Africa, America, Countries, UK

Get Black History Month

He’s a bit of a forgotten Commander in Chief but he is the US President who did get Black History Month… he brought it to the masses

Gerald Ford officially recognised the programme in 1976, the bicentenary of the USA.

When he called on the public to: ‘seize the opportunity to honour the too-often neglected accomplishments of Black Americans in every area of endeavour throughout our history.’

Of course theirs is February to mark the birthday months of the Great Emancipator Abraham Lincoln and abolitionist Frederick Douglass.

Frederick the Great: Douglass

Ours in Britain is October and dates back to 1987 to mark 150 years of emancipation in the Caribbean.

Of course black history isn’t and shouldn’t be restricted to either February or October.

And while I’ve had to seek out black history myself around the world thankfully it is taught now in schools.

And, of course, it isn’t a black and white issue, these black icons should be everyone’s icons.

We share your dream

March on: Selma

Dr Martin Luther King: A leader for the ages and how we could do with his like today.

You can follow in Dr King’s footsteps throughout the Deep South from his birthplace of Atlanta, Georgia.

Through the bridge protest in Selma, Alabama to his final days in Memphis, Tennessee.

And his memorial in the unfinished statue in Washington DC, unfinished because it can’t be completed until the struggle is.

Sweet Harriet

I’ll be back: Harriet Tubman

Harriet Tubman: And even before the film of her life Harriet was immortalised in song in Swing Low, Sweet Harriet.

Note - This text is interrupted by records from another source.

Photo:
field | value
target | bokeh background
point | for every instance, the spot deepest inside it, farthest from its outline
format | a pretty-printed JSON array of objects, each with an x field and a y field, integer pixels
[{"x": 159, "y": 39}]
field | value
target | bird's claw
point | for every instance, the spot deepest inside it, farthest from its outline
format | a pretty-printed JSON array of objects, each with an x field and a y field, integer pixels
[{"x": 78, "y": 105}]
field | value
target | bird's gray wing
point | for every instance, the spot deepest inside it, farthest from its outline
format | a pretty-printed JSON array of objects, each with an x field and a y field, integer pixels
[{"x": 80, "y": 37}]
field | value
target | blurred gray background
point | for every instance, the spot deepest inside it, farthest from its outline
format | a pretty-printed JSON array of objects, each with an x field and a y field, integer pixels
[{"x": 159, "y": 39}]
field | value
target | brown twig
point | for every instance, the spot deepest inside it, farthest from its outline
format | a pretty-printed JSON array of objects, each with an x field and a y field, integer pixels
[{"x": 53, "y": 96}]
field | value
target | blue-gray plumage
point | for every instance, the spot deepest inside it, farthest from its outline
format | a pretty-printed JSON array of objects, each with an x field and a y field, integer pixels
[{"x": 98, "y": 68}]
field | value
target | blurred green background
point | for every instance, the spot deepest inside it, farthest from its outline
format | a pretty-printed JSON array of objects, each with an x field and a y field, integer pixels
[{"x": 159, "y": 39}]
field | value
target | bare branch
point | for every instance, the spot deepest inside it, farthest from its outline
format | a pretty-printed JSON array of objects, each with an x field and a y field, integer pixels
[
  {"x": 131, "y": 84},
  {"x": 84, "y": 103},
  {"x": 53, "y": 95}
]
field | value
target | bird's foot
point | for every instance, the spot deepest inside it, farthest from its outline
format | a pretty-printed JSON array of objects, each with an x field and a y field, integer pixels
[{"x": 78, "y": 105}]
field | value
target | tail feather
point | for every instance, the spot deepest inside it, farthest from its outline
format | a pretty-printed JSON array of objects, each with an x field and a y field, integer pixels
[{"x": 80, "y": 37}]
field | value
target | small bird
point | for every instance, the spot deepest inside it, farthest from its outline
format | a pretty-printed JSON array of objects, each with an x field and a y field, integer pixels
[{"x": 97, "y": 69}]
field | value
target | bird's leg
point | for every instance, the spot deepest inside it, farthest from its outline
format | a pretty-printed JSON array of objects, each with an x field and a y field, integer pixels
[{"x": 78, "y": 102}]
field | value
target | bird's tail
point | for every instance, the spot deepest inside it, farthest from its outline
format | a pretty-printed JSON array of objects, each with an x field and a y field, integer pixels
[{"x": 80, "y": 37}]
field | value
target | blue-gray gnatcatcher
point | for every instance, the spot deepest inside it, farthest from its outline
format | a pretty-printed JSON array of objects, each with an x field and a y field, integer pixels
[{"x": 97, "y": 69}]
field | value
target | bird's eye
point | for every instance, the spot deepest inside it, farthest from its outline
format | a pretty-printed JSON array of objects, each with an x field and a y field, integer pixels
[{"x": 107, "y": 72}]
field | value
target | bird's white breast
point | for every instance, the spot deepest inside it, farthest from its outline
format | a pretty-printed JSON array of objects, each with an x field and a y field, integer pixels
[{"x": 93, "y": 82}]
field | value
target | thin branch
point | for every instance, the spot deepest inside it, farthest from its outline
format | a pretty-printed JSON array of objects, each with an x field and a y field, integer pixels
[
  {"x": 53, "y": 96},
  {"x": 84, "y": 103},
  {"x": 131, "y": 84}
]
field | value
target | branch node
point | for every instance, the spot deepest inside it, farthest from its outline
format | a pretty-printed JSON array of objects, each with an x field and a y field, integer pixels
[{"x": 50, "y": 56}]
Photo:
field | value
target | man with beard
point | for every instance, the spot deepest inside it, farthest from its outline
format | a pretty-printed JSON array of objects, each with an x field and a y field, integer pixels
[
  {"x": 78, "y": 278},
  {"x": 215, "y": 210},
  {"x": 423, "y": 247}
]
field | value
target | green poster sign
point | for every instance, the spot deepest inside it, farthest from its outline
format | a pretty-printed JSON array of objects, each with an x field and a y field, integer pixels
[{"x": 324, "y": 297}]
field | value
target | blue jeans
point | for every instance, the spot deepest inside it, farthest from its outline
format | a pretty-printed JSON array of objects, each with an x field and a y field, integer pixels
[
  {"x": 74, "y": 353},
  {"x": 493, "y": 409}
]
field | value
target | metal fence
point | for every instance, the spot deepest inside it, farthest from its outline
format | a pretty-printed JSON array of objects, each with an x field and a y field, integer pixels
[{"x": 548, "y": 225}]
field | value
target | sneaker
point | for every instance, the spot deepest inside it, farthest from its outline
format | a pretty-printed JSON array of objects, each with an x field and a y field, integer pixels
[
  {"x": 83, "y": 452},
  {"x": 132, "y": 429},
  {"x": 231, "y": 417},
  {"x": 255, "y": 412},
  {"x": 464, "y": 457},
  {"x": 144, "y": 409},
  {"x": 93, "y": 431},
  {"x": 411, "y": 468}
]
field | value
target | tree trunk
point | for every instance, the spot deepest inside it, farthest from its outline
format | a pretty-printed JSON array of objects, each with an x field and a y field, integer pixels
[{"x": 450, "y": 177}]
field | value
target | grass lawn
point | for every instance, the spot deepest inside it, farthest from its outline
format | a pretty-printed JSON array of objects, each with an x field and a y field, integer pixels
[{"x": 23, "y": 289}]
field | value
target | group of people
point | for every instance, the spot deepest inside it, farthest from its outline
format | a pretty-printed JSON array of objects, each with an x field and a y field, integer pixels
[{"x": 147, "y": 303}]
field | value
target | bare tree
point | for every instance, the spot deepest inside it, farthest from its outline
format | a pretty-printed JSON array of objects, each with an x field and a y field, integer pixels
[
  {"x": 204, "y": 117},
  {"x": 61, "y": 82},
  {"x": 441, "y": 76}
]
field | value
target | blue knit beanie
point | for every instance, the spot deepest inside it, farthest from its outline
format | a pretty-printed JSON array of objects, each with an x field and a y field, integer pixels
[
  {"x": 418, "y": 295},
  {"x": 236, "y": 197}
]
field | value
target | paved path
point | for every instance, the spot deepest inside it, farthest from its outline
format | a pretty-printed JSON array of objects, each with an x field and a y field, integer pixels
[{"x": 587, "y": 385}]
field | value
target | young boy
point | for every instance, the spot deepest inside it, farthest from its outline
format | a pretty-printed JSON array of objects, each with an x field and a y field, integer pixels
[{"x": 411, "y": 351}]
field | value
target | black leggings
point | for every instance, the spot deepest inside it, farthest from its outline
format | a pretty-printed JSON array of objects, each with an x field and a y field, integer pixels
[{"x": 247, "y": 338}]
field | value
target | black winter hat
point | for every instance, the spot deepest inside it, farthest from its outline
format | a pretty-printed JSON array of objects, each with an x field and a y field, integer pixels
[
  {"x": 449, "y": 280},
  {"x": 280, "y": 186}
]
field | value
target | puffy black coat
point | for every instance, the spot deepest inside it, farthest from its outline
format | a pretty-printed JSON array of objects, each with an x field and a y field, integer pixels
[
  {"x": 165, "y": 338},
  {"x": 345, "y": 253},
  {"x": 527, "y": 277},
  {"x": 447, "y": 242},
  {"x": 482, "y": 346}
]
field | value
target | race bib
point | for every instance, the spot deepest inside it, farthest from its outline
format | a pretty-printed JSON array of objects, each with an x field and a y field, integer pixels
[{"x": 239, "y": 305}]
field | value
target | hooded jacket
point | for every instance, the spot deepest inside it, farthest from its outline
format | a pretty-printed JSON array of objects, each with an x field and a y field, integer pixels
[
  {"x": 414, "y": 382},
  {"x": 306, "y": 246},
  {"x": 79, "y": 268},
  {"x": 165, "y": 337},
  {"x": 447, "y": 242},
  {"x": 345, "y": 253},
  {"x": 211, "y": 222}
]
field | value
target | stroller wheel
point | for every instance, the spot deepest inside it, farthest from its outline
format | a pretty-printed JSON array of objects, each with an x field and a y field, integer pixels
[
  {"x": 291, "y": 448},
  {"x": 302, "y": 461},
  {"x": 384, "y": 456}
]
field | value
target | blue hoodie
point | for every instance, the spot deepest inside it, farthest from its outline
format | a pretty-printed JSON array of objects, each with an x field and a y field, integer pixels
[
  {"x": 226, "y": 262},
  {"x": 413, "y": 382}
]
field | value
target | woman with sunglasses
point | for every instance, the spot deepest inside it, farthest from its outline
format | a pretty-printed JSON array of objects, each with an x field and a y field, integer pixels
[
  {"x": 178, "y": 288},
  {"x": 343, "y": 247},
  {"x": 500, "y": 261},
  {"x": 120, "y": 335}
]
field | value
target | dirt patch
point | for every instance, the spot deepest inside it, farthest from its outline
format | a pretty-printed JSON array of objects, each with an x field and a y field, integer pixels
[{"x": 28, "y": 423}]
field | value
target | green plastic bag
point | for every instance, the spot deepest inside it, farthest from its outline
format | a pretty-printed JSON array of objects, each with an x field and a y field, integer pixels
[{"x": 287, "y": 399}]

And you thought it was an England rugby song…

No, she was coming for to carry me home (the black slaves of the Civil War era, that is).

And you can see how she did it at the Slave Haven in Memphis.

Rightly now she stands proud on pedestals in the modern-day Oo Es of Eh, and most poignantly in her home state of Maryland.

The long march

Song in our heart: Nelson Mandela

Nelson Mandela: Mandela’s status and reach marks him out as the only statesman icon of our age.

With nearly 300 locations named after the first post-Apartheid President of South Africa.

Of course there were those, take a bow Glasgow who would rename the street on which the SA embassy was after Mandela.

So correspondence would be delivered to Nelson Mandela Place.

Mandela rests for eternity in his native Eastern Cape in inland in Qunu where they still speak his gullet-clicking Xhosa language.

Redemption Song

One love: Bob Marley

Bob Marley: And while there are other deserving black legends of music none pioneered black political empowerment quite like the King of Reggae.

Marley emboldened black people through his musical message at a time when racism was institutionalised throughout the UK and the world.

Of course pilgrims pay homage to Bob in his native Caribbean at mases (concerts) like the One Love gog I attended at Barbados Crop Over.

But most especially in his native and much-referenced Kingston in Jamaica.

Sweet Mary

Angel: Mary Seacole

Mary Seacole: Much though still needs to be done to level up with those we put on a pedestal.

And it is instructive that when the British government set up their emergency hospitals during Covid they called them Nightingales.

After Florence, whose harsh matronly rule of the hospitals out in Crimea are now being revisited by historians.

While Jamaican-born Mary is only recently being studied in schools.

Flo, we should remember, also turned Mary away, probably on account of her race, but she went on to set up her own hospital.

But Flo gets her own museum and gentle Mary must make do with a reference in the London Museum.

All something then to explore as we get Black History Month.